Sultan Abdül-hamid’in yapımına katkıda bulunduğu Roma’daki Gioacchino in Prati Kilisesi.
Tebrikler, taziyeler
Papa IX. Pius 1878’de ölmüş ve yerine XIII. Leo geçmiştir. Yeni Papa, bir piskoposu gönderir Abdülhamid’e ve taziyesine teşekkür etmesini ister. Padişaha saygısını belirten Papa, Osmanlı topraklarında yaşayan Katoliklerin “tam bir itaat ve oğula yakışacak bir sadakat” içinde bulunmaları gerektiğinin bilincinde olduğu mesajını iletir. Katolik mezhebi ayinlerinin Osmanlı ülkesinde serbestçe icrasından duyduğu memnuniyeti de belirtmekten geri kalmaz.
Abdülhamid diyaloglarına devam eder. Papa’nın kardeşi ölünce taziyename gönderir. Papa şöyle teşekkür eder:
“Aziz kardeşimizin ölümü münasebetiyle şerefli padişah hazretleri tarafından lütfen telgrafla vuku bulan taziye ve temenniler indimizde gönülden duyulan güzelliklerin bir delili addolunmuş ve fazlasıyla takdirimizi celb etmiştir. Samimi teşekkürlerimizle beraber yüce zatları ve saltanatlarının ikballerinin sürüp gitmesi ve mutlulukları hakkındaki arzumuzun bir teminat olarak kabul buyurulmasını rica ederim.” (1881)
4 yıl sonra Papa, Abdülhamid’in tahta çıkışının 9. yıldönümünü kutlar. 2 yıl sonraysa Papa’ya yapılacak bir ‘jübile’ vesilesiyle Sultan’ın tebrikname gönderdiği görülür. 1895’te Papa Vekili Bonetti hastalanır.
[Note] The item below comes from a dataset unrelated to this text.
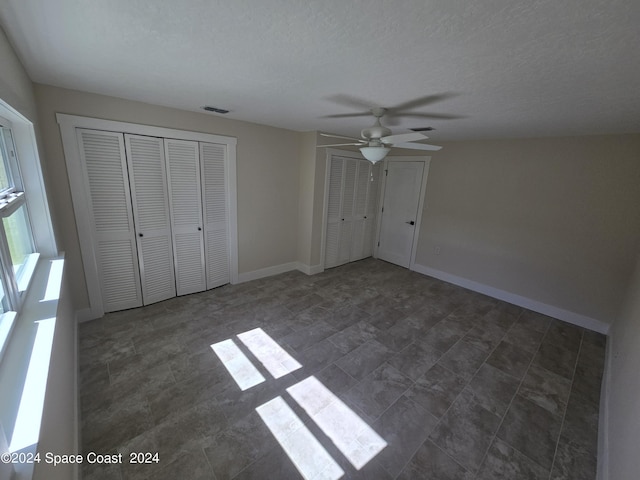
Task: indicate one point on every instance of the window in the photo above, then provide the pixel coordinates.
(18, 255)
Abdülhamid bir adamıyla hal hatır sordurur, İstanbul’dan bir doktor gönderilebileceğini bildirir. Kendisine teşekkür edilir ve bu iltifatın hastaya her türlü ilaçtan daha iyi geleceği belirtilir. Tabii ilişkiler her zaman güllük gülistanlık değildir. Nitekim Papa’dan gelen 1896 tarihli mektup, bazı vilayetlerde Hıristiyanların zararına üzücü olaylar yaşandığına değinir, soruna Padişah’ın çözüm bulacağına olan inancını belirterek biter. Bir sonraki Papa X. Pius’la da tebrikleşmeler devam ededursun biz çarpıcı bir olaya mercek tutalım.
Yıl 1848. Abdülmecid zamanın Papa’sına çok değerli hediyeler gönderir. Papa bunlara o kadar önem verir ki, hediyelerin halk tarafından görülebilmesi ve sevincine ortak olabilmesi için 7 gün boyunca bir yere konularak seyrettirilmesini emreder. Bütün Romalılar seyre gelir ve hep bir ağızdan “Çok yaşa!” diye bağırırlar.
Bu defa 1887’de Sultan’ın Papa’ya bir yüzük ihsan buyurduğunu görüyoruz. Belge şöyle devam ediyor: “Papa parmağında taşıdığı yüzüğü çıkarıp zat-ı Hazret-i tacdari tarafından gönderilen yüzüğü taşımaya karar vermiştir.”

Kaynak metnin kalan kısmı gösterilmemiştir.